En 1997, la subvention accordée au Haut conseil de la francophonie sur le chapitre 37-94 (article 10) du budget du ministère des Affaires étrangères subira une légère baisse pour s'établir à 1,24 million de francs contre 1,46 million de francs en 1996. Plus de la moitié de cette subvention est consacrée à l'organisation de la session annuelle. Le Haut conseil couvre par ailleurs la moitié des dépenses liées à la publication de son rapport annuel grâce à la constitution d'un avoir auprès de la Documentation française, alimenté par les droits perçus sur le produit des ventes.

Le Conseil supérieur de la langue française est statutairement présidé par le Premier ministre M. Bernard Quemada en est le vice-président depuis le 22 octobre 1993. Il a pour mission d'étudier, dans le cadre des grandes orientations définies par le Président de la République et le Gouvernement, les questions relatives à l'usage, à l'aménagement, à l'enrichissement, à la promotion et à la diffusion de la langue française en France et hors de France, à la politique à l'égard de l'enseignement des langues étrangères.

Le décret n° 96-235 du 21 mars 1996 qui place la Délégation générale à la langue française sous l'autorité du ministre de la culture ne modifie pas le statut du Conseil supérieur de la langue française, qui reste rattaché au Premier ministre. Ce décret associe cependant pleinement le ministre de la culture au fonctionnement du Conseil supérieur de la langue française. Celui-ci peut désormais au même titre que le ministre chargé de la francophonie suppléer le Premier ministre à la présidence du Conseil ou le saisir pour avis.

Lors de la dernière réunion plénière du Conseil supérieur de la langue française du 24 octobre 1995 le Premier ministre a demandé à ses membres de concentrer leur mission sur trois axes : assurer la présence et la promotion du français langue de la République, conserver au français son rôle de langue de communication internationale et, préserver et promouvoir la diversité linguistique et le plurilinguisme.

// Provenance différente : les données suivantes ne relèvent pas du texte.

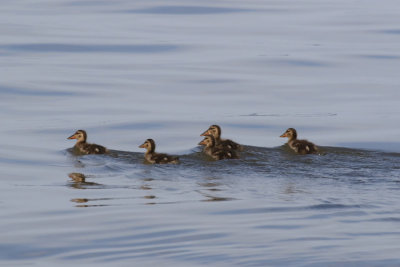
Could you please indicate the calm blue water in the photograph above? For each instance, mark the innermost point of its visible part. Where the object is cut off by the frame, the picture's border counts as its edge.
(127, 71)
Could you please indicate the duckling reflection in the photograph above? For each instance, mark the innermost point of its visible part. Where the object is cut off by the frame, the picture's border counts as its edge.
(215, 130)
(211, 186)
(147, 187)
(79, 181)
(299, 146)
(86, 200)
(84, 148)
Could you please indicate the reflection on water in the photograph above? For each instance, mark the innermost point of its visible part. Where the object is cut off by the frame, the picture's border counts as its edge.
(126, 70)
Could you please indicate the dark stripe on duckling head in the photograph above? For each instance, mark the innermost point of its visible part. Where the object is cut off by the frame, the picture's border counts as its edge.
(211, 140)
(83, 132)
(217, 129)
(293, 133)
(152, 145)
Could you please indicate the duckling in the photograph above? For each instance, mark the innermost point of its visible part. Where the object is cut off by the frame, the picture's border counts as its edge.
(153, 157)
(86, 148)
(215, 131)
(214, 151)
(299, 146)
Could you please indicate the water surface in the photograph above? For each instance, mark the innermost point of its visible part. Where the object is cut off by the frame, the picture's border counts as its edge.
(127, 71)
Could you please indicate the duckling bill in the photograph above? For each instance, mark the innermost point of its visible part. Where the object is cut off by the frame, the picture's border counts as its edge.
(299, 146)
(85, 148)
(216, 152)
(215, 130)
(152, 157)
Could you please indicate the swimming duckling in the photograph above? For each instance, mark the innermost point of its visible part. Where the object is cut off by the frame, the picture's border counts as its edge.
(153, 157)
(86, 148)
(299, 146)
(216, 152)
(215, 131)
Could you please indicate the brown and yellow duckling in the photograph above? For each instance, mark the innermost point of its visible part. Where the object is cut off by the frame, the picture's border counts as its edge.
(86, 148)
(215, 131)
(216, 152)
(153, 157)
(299, 146)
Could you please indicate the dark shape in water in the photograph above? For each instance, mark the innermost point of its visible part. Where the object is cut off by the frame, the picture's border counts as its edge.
(216, 152)
(152, 157)
(299, 146)
(215, 130)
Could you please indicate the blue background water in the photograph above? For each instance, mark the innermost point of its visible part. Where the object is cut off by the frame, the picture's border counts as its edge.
(127, 71)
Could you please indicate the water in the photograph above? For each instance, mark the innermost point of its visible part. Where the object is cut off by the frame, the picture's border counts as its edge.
(127, 71)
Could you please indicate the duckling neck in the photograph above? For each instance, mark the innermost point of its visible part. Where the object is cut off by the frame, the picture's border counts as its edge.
(80, 142)
(150, 150)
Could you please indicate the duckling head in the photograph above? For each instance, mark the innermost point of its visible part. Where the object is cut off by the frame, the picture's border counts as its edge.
(149, 144)
(290, 133)
(80, 135)
(213, 130)
(208, 141)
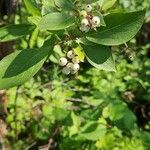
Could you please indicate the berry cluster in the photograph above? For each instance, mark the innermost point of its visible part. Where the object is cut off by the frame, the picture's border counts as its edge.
(70, 63)
(89, 21)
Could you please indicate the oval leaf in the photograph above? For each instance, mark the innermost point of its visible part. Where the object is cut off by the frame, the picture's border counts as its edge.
(56, 21)
(100, 57)
(13, 32)
(18, 67)
(32, 8)
(120, 28)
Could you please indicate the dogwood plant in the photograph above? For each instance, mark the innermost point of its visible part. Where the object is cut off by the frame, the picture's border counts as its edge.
(85, 30)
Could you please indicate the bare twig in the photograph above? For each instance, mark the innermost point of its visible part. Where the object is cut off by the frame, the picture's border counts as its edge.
(15, 111)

Plusieurs autres réunions du Conseil se sont également tenues cette année, dont une consacrée à la préparation de la semaine de sensibilisation à la langue française qui s'est déroulée en mars 1996. Une réunion avec les présidents des conseils de langue française du Québec, de Suisse et de la Communauté française de Belgique a en outre été organisée en octobre dernier afin de coordonner les actions et les réflexions en particulier sur les autoroutes de l'information, la place du français dans la vie scientifique, et la sensibilisation à la langue française par l'organisation d'une fête internationale de la langue française.

La Délégation générale à la langue française a quant à elle pour mission, dans le cadre des orientations définies par le Gouvernement et des recommandations du Conseil supérieur de la langue française, de promouvoir et de coordonner les actions des administrations et des organismes publics et privés qui concourent à la diffusion et au bon usage de la langue française, notamment dans les domaines de l'enseignement, de la communication, des sciences et des techniques.

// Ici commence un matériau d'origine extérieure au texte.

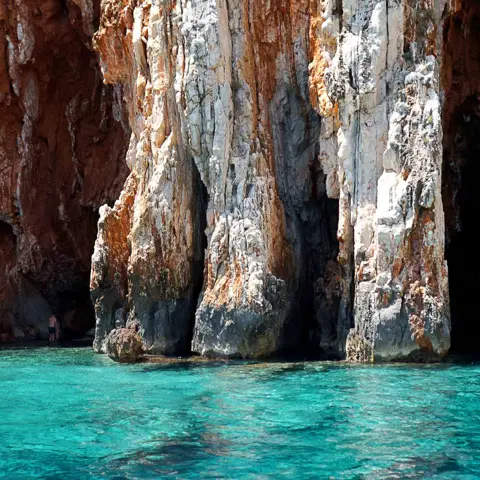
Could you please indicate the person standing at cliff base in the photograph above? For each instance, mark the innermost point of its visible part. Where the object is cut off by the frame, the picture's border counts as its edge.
(52, 329)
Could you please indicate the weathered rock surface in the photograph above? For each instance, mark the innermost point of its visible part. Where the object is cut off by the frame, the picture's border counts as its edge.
(124, 345)
(285, 171)
(306, 122)
(62, 155)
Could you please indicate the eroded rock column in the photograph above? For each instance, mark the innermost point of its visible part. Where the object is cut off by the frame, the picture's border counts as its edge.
(225, 144)
(381, 146)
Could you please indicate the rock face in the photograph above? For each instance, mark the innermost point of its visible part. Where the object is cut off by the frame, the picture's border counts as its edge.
(62, 155)
(285, 188)
(124, 345)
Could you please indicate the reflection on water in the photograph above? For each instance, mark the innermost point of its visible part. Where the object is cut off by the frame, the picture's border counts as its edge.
(72, 414)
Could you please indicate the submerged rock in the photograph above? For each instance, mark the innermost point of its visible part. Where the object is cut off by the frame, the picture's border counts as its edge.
(124, 345)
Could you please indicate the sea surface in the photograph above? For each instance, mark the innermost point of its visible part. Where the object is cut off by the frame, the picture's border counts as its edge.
(71, 414)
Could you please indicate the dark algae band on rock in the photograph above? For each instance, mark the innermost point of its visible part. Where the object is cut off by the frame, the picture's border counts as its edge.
(241, 179)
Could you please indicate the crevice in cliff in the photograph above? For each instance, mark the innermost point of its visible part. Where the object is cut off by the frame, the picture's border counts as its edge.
(62, 129)
(461, 170)
(202, 198)
(311, 221)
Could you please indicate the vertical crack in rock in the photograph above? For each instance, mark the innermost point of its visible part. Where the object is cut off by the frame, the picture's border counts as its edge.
(381, 150)
(62, 150)
(311, 224)
(461, 168)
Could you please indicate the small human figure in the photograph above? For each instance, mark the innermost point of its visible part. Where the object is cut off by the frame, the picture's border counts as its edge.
(52, 328)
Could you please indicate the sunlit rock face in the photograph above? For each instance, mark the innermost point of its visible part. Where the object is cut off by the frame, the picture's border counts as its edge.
(304, 139)
(62, 155)
(382, 150)
(285, 171)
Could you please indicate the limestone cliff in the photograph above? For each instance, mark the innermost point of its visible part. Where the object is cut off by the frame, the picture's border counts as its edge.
(287, 165)
(62, 150)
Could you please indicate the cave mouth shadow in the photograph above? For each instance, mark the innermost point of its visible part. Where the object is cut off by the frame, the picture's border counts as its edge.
(461, 174)
(461, 168)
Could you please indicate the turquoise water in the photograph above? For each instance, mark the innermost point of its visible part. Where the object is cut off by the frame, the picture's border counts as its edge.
(72, 414)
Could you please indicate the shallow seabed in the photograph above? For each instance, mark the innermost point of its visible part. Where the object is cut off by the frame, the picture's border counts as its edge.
(67, 413)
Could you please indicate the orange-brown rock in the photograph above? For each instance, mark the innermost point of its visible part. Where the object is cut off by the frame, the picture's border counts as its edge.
(62, 155)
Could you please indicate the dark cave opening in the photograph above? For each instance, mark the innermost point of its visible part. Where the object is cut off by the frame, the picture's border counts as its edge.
(462, 210)
(202, 199)
(312, 332)
(461, 168)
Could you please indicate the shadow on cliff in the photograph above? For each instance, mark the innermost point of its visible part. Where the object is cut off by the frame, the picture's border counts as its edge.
(461, 170)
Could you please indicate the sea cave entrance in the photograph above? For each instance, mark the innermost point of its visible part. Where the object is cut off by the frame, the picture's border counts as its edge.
(461, 171)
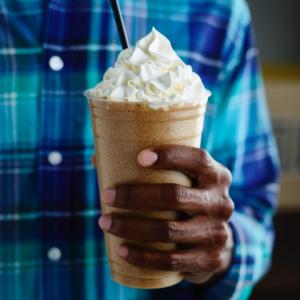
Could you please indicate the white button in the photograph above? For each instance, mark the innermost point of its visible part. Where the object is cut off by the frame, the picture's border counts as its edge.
(56, 63)
(54, 254)
(54, 158)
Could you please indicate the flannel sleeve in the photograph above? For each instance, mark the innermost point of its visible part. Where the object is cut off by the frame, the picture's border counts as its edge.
(253, 161)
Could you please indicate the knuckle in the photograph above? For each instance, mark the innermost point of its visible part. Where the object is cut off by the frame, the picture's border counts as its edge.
(220, 234)
(225, 205)
(226, 177)
(179, 194)
(214, 262)
(228, 207)
(172, 229)
(173, 262)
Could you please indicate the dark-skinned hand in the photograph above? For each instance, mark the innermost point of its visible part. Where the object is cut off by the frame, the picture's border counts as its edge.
(203, 236)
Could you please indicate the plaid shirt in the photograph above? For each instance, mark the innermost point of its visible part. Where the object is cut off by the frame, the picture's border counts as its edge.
(51, 51)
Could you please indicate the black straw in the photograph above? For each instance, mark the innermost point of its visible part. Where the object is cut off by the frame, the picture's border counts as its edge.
(120, 23)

Elle était jusqu'à présent rattachée au Premier ministre et traditionnellement mise à disposition du ministre chargé de la francophonie.

Ce schéma a été remis en cause en 1995. Après avoir été mise à disposition du ministre de la culture en vertu du décret du 8 juin 1995, la Délégation générale à la langue française est, aux termes du décret du 21 mars 1996, placée sous l'autorité directe du ministre de la culture. Cette intégration au sein du ministère de la culture est susceptible de renforcer la politique de la langue française. Elle devrait en effet permettre, pour l'application de la loi sur l'emploi de la langue française, qui est la mission essentielle de ce service, de s'appuyer sur les directions régionales des affaires culturelles et d'avoir ainsi un plus large écho sur l'ensemble du territoire national.

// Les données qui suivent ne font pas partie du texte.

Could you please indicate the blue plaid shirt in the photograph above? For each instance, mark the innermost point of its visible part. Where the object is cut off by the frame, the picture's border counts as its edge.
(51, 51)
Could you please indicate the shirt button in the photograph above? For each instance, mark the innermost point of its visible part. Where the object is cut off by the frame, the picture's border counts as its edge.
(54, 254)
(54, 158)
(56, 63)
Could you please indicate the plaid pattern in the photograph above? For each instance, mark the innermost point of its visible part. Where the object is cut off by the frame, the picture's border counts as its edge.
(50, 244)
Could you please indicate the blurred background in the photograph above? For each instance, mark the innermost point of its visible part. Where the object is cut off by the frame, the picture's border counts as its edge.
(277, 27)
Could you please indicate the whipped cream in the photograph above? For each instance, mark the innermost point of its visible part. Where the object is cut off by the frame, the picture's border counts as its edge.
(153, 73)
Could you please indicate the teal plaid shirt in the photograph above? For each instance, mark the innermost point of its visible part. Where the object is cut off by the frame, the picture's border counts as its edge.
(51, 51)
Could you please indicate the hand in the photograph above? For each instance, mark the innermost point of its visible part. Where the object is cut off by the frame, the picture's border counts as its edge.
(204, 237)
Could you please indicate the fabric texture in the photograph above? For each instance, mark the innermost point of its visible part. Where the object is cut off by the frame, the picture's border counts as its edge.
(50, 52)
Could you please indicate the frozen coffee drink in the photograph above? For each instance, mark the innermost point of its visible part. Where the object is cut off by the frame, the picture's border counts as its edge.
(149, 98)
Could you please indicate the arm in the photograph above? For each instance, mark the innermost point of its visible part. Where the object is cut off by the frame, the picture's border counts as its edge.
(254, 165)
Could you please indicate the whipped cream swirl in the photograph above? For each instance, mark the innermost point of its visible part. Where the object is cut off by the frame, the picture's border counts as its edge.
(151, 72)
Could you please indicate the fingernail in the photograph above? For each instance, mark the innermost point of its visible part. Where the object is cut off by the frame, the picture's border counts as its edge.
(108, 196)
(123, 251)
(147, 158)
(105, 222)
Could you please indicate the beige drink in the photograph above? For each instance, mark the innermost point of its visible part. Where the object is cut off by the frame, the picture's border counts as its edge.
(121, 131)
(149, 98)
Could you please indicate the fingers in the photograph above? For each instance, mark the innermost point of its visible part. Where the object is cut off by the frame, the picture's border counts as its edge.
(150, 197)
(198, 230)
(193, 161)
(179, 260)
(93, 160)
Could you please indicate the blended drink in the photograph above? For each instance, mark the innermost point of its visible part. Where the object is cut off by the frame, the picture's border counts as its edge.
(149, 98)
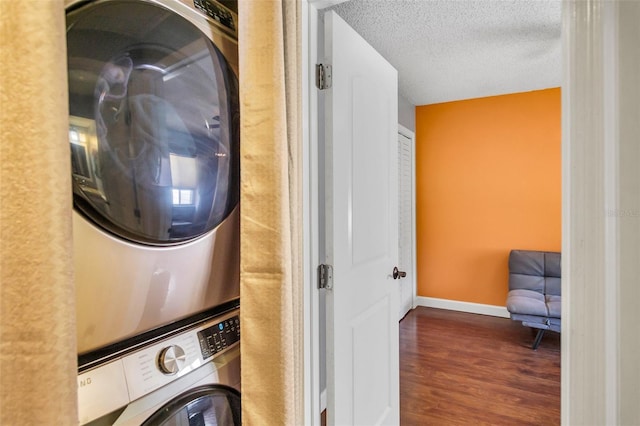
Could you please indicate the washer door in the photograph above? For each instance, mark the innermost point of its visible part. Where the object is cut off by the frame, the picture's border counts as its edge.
(212, 405)
(154, 123)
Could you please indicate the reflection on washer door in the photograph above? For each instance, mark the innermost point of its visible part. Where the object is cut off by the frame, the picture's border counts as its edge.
(154, 123)
(216, 406)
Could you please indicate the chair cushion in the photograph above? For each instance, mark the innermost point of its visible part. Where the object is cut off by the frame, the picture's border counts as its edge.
(526, 302)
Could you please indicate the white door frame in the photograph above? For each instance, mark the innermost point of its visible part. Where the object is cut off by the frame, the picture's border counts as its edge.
(414, 279)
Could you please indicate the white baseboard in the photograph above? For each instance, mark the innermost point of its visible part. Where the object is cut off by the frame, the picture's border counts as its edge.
(455, 305)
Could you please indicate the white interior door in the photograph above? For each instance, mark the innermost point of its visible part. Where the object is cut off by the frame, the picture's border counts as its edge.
(405, 223)
(361, 231)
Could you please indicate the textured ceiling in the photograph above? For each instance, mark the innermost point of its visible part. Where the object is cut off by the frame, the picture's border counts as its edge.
(446, 50)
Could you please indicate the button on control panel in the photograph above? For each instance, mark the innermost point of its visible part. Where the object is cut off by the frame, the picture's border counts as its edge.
(219, 336)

Cette nouvelle configuration présente néanmoins l'inconvénient d'accroître le cloisonnement entre les différentes structures concourant à la promotion de la francophonie qui sont désormais éclatées entre les services du Premier ministre, le ministère des Affaires étrangères, le secrétariat à la francophonie et le ministère de la culture sans compter les ministères de l'éducation, de l'enseignement supérieur, de la recherche et de la coopération qui sont concernés par la politique de la langue française et qui contribuent de façon significative au financement de la francophonie.

Aussi, pour conserver à la politique de la langue française son caractère global et interministériel, un groupe interministériel permanent, composé des représentants des ministres chargés de l'éducation nationale, des Affaires étrangères, de l'industrie, des affaires européennes, de la culture, de la communication, de la recherche, de la coopération, de l'économie et de la francophonie, a-t-il été mis en place par le décret du 21 mars 1996. Ce groupe travaille sous l'autorité du comité de ministres consacré à la langue française prévu par le décret qui avait, en 1989, institué le Conseil supérieur et la Délégation générale à langue française. Sa présidence est assurée par le délégué général à la langue française.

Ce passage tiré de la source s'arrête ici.